私がよく出入りしている商店街にはいろんな若者がやってきます。
単発イベントをやりにきた若者、県内から地域活性化のために来ている若者、首都圏からインターンで来る若者。
それぞれが目的を持ってやってきて、彼らが活動しているところは賑やかで活気にあふれています。

私はこれまで、そうしたことを無条件に応援してきたのですが、先日必ずしもそうではない立場の大人と話す機会があり、「果たしてこれまでの自分の立場は正しかったのだろうか?」と思うようになりました。今回はその話を書きたいと思います。

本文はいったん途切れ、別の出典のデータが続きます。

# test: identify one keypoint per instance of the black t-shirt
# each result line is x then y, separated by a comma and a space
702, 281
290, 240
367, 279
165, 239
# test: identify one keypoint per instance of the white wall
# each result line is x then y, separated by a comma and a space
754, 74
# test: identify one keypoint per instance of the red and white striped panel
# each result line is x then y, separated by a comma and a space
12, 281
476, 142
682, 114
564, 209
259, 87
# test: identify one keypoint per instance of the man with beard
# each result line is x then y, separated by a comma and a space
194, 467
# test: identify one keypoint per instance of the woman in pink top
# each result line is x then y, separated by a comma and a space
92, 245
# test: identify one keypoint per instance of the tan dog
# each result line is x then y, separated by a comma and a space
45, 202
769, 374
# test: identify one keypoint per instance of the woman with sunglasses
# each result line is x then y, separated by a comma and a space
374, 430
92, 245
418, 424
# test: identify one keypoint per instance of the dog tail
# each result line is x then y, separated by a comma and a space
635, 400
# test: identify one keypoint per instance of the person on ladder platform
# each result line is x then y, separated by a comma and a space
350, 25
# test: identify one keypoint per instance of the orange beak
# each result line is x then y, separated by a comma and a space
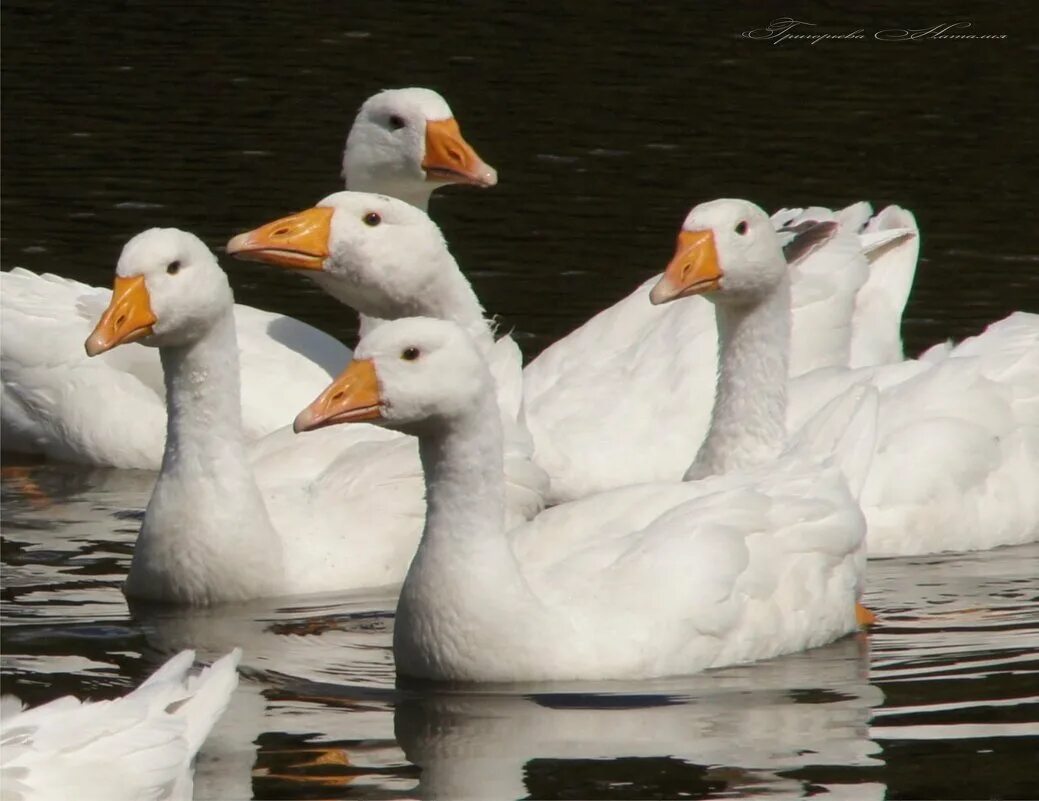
693, 269
351, 398
299, 241
128, 318
451, 160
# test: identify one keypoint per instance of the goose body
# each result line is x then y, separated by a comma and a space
52, 394
388, 260
669, 354
111, 410
141, 745
231, 519
645, 581
957, 443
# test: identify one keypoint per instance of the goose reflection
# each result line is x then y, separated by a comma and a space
747, 728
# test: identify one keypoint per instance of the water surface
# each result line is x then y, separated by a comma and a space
606, 129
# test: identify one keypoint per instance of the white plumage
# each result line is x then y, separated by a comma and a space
957, 447
741, 567
657, 366
139, 746
109, 411
230, 521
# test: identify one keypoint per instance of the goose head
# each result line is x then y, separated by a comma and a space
727, 250
372, 252
168, 290
406, 142
407, 374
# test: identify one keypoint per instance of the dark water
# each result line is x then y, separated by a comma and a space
606, 128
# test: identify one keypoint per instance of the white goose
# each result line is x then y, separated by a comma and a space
646, 581
142, 745
217, 528
847, 303
388, 260
109, 410
957, 448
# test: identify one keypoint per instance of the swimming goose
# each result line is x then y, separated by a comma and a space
218, 527
846, 306
109, 411
141, 745
957, 447
388, 260
645, 581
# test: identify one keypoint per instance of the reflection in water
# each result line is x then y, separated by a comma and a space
736, 730
947, 681
217, 116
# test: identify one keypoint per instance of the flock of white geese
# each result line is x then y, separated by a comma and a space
693, 478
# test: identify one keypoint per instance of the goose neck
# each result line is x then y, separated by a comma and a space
749, 414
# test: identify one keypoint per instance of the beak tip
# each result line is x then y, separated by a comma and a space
237, 243
92, 346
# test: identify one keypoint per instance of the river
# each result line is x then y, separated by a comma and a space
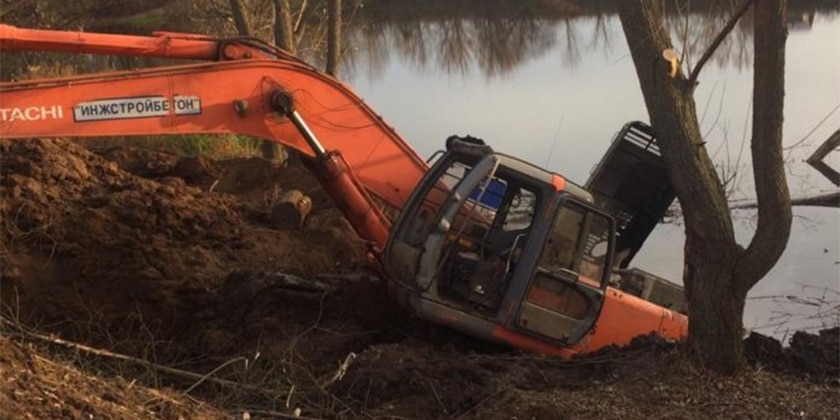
554, 91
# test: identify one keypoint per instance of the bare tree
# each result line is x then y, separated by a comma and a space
333, 36
240, 18
718, 271
283, 27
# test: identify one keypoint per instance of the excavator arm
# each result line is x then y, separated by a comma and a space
256, 90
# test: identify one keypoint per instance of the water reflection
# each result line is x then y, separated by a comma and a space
491, 47
497, 42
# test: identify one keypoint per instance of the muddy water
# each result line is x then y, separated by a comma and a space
555, 91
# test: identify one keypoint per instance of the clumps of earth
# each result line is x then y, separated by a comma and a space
179, 263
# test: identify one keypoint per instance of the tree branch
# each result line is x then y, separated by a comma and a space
692, 79
822, 200
774, 211
816, 159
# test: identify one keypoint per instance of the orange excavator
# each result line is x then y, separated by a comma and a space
485, 243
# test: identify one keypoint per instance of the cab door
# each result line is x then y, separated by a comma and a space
566, 291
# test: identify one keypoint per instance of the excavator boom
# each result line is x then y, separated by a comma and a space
236, 96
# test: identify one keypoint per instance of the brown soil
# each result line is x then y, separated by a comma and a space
179, 261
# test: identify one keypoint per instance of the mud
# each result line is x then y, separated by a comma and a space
178, 261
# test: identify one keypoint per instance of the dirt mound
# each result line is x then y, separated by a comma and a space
816, 356
36, 385
103, 249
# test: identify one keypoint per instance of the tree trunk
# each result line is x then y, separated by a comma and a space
333, 36
710, 251
283, 30
240, 18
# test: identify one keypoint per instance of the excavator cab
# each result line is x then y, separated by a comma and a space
501, 249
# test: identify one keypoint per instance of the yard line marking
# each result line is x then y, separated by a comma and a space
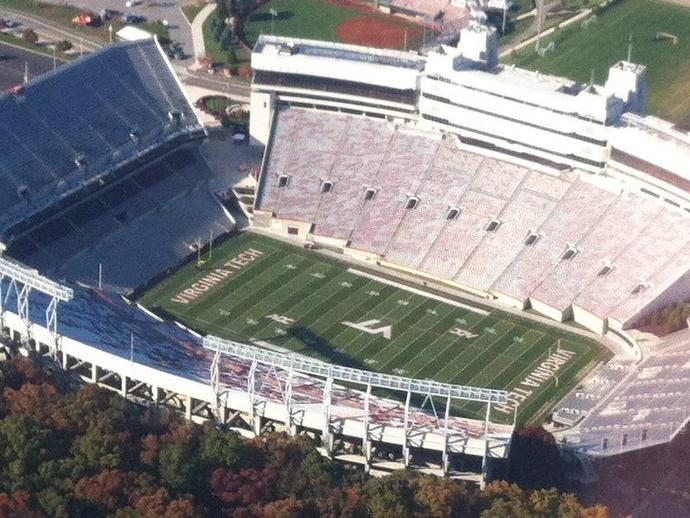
418, 291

その大人を仮にAさんとしますが、彼は町内で会社経営に関わっていて、「まちづくり!若者の力!」という曖昧な標語よりは、それが実際に町や自分達にビジネスとしてどのような恩恵をもたらすかを考えている人でした。
先日学生がAさんの会社を頼ってきたこともあり、もちろん地域貢献と称してかなりの協力もしたのですが、最終的に「あれだったら次回はあまり対応したくない」という感想に至ったそうです。

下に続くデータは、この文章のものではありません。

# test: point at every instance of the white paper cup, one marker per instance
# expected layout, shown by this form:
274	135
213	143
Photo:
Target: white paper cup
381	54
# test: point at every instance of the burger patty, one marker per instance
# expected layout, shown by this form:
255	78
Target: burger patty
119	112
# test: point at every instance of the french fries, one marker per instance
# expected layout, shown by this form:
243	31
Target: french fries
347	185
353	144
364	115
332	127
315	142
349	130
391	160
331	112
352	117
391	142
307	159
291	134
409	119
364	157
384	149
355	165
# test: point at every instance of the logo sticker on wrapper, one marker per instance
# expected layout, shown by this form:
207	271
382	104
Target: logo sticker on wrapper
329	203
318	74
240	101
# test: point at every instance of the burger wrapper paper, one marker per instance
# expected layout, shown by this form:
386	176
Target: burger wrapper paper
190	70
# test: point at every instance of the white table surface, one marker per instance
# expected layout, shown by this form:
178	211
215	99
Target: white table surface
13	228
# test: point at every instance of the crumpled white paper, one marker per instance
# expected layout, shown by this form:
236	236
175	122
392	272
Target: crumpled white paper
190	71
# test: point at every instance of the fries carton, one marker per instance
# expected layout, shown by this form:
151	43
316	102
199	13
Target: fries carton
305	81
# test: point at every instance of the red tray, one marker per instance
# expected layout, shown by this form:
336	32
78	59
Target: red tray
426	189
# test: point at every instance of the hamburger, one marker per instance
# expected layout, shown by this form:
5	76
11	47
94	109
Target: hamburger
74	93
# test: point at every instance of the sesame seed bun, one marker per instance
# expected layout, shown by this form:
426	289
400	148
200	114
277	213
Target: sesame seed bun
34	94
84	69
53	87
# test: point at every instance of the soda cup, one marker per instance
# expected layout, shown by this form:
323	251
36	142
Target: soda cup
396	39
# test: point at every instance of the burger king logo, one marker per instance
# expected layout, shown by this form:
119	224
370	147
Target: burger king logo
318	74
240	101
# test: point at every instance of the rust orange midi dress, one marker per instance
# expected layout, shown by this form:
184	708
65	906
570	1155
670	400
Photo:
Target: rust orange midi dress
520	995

その大きな理由は、ビジネスとしては期待できずそれどころかかなり日常業務への負担が大きかったことです。

まず、学生が「こういうことをしたいんです!」と言ってきたことに対し、「それは自社でも過去にやったけど、こういう理由で難しかったので、もっとこういう方向で考えた方がいいよ」とアドバイスしたのですが、「でも、私たちはこういうことがしたいんです」と言って、こちらの経験やアドバイスを受け入れずに学生自身の希望を優先してきたそうです。
若者が地方に来て地域活性化というならば、これまで地域の人がやってきたことに+αして何か新しいことをしていかないと、これまでとやっていることが何も変わりません。にもかかわらず、今回の学生は「わかりきったことを自分達でまたやってみる」ことにこだわり、新規性に結び付きませんでした。車輪の再発明というやつです。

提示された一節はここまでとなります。